Which sequence accurately describes the recommended progression order for in-bed mobilization?

Explanation:
Starting with gentle, progressive loading of the body from least to most demanding is the guiding idea here. In-bed mobilization should begin with movements that require the least effort and support, then gradually add demand as tolerance grows. This protects the heart and lungs while combating deconditioning and weakness. Beginning with passive range of motion preserves joint mobility when the patient cannot actively move much, without requiring muscle strength. Then moving to active-assisted movements starts engaging the patient's muscles with assistance, building motor control without overexertion. Transitioning to sitting up at the edge of the bed introduces upright tolerance and gravitational load in a controlled way, which helps with venous return and orthostatic tolerance. Proceeding to transfers to a chair adds functional seated work and endurance in a safe, supported position. Standing and marching in place introduces weight-bearing and gait mechanisms in a highly controllable form, preparing the patient for actual walking. Finally, overground ambulation as tolerated tests and builds independent mobility when the patient’s cardiopulmonary status and strength allow. Other sequences jump ahead too soon or reorder steps in a way that doesn’t align with gradual exposure to upright load and functional tasks, risking excessive energy expenditure or instability before the patient is ready.

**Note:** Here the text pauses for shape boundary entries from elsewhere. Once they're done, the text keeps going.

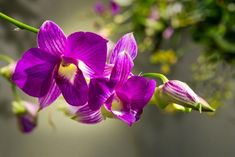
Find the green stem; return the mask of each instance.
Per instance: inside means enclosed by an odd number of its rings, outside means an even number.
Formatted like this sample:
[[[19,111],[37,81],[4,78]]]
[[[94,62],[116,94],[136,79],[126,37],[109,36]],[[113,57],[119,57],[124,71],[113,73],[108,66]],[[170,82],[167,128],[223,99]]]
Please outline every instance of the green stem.
[[[34,28],[34,27],[29,26],[29,25],[27,25],[27,24],[25,24],[23,22],[20,22],[20,21],[18,21],[16,19],[13,19],[10,16],[7,16],[7,15],[3,14],[2,12],[0,12],[0,18],[5,19],[6,21],[12,23],[13,25],[17,26],[20,29],[25,29],[25,30],[31,31],[33,33],[38,33],[38,29],[37,28]]]
[[[168,78],[163,75],[163,74],[160,74],[160,73],[144,73],[143,74],[144,77],[150,77],[150,78],[160,78],[162,80],[163,83],[166,83],[168,81]]]
[[[9,64],[14,63],[14,60],[11,57],[7,55],[1,55],[1,54],[0,54],[0,61],[5,61]]]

Starting with gentle, progressive loading of the body from least to most demanding is the guiding idea here. In-bed mobilization should begin with movements that require the least effort and support, then gradually add demand as tolerance grows. This protects the heart and lungs while combating deconditioning and weakness.

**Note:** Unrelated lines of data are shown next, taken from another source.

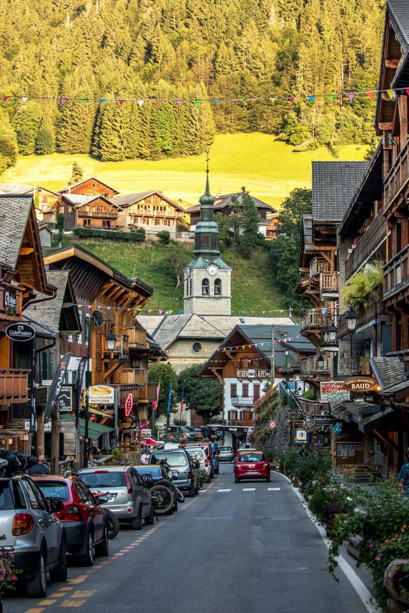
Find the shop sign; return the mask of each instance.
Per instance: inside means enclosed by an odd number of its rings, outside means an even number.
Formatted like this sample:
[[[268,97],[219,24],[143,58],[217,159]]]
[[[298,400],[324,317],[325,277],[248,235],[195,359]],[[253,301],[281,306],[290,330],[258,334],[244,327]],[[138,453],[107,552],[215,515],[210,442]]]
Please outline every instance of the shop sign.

Beginning with passive range of motion preserves joint mobility when the patient cannot actively move much, without requiring muscle strength. Then moving to active-assisted movements starts engaging the patient's muscles with assistance, building motor control without overexertion. Transitioning to sitting up at the edge of the bed introduces upright tolerance and gravitational load in a controlled way, which helps with venous return and orthostatic tolerance. Proceeding to transfers to a chair adds functional seated work and endurance in a safe, supported position. Standing and marching in place introduces weight-bearing and gait mechanisms in a highly controllable form, preparing the patient for actual walking. Finally, overground ambulation as tolerated tests and builds independent mobility when the patient’s cardiopulmonary status and strength allow.

Other sequences jump ahead too soon or reorder steps in a way that doesn’t align with gradual exposure to upright load and functional tasks, risking excessive energy expenditure or instability before the patient is ready.